Dan and Margaret Sheehan
Dan, a native of Limerick, and his wife Margaret are fixtures in New York’s Irish social scene and the parents of three children.
"We are domiciled in the Adirondacks to hopefully ride out this pandemic scourge. Because of our age we are trying to take all the precautions recommended by the medical community,” Dan says.
“I woke up at one o’clock one morning and was inspired by this world pandemic to write a poem. It took me all of a half-hour. I was back sleeping by two o’clock.
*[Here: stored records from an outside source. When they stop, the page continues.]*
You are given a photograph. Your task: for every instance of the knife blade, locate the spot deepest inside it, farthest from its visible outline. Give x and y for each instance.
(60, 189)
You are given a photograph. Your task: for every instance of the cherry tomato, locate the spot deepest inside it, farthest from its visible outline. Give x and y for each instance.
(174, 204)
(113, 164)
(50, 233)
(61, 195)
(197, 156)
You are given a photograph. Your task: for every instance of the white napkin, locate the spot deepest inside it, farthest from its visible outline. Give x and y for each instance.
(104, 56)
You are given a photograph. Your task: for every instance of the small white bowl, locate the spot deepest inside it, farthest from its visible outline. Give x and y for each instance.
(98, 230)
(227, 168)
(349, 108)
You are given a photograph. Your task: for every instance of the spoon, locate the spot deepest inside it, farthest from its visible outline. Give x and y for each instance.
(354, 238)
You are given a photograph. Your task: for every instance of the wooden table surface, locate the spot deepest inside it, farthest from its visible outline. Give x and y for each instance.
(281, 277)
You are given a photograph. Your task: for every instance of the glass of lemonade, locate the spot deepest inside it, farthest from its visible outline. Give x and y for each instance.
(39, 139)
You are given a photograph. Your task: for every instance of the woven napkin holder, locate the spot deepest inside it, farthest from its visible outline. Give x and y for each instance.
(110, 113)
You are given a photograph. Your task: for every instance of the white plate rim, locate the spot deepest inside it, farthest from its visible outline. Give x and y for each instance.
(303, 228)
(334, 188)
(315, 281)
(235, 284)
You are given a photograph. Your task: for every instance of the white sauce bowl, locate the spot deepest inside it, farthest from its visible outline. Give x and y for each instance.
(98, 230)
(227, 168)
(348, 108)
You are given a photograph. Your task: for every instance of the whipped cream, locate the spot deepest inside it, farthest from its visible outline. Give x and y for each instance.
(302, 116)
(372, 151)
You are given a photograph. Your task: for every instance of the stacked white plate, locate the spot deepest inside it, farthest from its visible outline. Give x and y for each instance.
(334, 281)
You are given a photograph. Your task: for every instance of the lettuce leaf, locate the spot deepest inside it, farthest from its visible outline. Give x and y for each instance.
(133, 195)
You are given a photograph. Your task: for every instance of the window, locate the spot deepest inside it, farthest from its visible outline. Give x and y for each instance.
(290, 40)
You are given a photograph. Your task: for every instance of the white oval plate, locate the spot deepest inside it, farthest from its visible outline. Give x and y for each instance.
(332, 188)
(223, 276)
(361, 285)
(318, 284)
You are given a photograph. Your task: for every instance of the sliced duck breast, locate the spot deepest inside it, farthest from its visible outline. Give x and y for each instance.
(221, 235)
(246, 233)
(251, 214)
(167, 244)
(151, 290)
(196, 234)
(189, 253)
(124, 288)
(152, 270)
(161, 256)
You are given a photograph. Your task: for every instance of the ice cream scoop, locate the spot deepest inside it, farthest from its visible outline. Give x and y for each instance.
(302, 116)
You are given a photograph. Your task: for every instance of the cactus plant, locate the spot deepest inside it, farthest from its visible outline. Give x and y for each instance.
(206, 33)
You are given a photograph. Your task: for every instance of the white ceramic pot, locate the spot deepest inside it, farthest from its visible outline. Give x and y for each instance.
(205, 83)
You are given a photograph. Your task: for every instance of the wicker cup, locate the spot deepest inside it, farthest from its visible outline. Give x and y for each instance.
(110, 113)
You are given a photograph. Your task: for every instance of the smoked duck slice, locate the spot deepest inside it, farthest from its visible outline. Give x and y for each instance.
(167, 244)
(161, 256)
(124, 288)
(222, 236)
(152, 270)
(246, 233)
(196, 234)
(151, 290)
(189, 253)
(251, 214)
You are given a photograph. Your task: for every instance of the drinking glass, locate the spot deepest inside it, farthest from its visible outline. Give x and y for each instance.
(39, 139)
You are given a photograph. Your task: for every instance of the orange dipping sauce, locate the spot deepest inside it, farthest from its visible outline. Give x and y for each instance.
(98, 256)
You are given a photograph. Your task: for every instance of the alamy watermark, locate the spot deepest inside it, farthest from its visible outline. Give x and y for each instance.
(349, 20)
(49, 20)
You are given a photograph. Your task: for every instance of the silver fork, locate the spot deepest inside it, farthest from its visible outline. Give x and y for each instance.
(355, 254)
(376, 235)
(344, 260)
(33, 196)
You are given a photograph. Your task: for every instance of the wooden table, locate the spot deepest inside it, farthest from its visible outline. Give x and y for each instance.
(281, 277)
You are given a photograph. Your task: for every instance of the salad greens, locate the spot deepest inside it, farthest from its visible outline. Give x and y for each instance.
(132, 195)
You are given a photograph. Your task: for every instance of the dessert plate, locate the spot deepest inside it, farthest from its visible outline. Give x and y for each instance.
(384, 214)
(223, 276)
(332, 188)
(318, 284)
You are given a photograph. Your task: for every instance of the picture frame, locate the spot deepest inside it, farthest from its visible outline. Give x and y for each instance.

“I’ve titled it ‘COVID-19 Pandemonium.’”
Adirondack mountains set me free
From COVID-19 keep me free
Keep me safe to 93
My wife and I, I ask of thee
I’m scared and saddened by the times
I ask the world what has gone wrong?
I only know I did no wrong.
From out of space a mystery
Came roaring through the sky at me
Calamity knows no bounds
It's chasing me like a pack of hounds
My mind is frozen in a time
It doesn't help to own a dime
No power can free me from this hell
Except my god can only tell
It’s all a mystery to me here
But only time can make it clear
I pray the rain to sweep away
Our constant worries of this day
I see a new day coming through
Please god we all will be anew
And when this happens let us think
We knew that God would not let us sink.
Kathleen Walsh D'Arcy
Co-chair, St. Pat’s for All annual parade in Queens.
With copious tears falling, I try to describe this amazing man, our departed friend Tarlach Mac Niallais, knowing I can’t do him justice.
Here’s my failed attempt. The St. Pat’s for All team is grieving the loss of Tarlach Mac Niallais, our board member, our formation organizer, our biggest cheerleader, our loving friend. We will miss his hard work, his leadership, his spirit, his smile, and his songs.
Every mourner talks about Tarlach’s love. His hugs. Love was his fuel, and he shared it with everybody.
For him, love was activism. As a college student, he started his fight for equality and human rights for all, and he kept fighting until he left us.
He was a brilliant organizer who inspired so many people to join him in his efforts to defend the forgotten people, undocumented immigrants, refugees, LGBTQ youth, developmentally disabled adults, frail elders and every human being who faced bullying or discrimination.
Tarlach dedicated his whole life to social justice, and his smile gave every person he met the courage to follow him.
Rest in power and love, Tarlach. Your spirit will always be with us.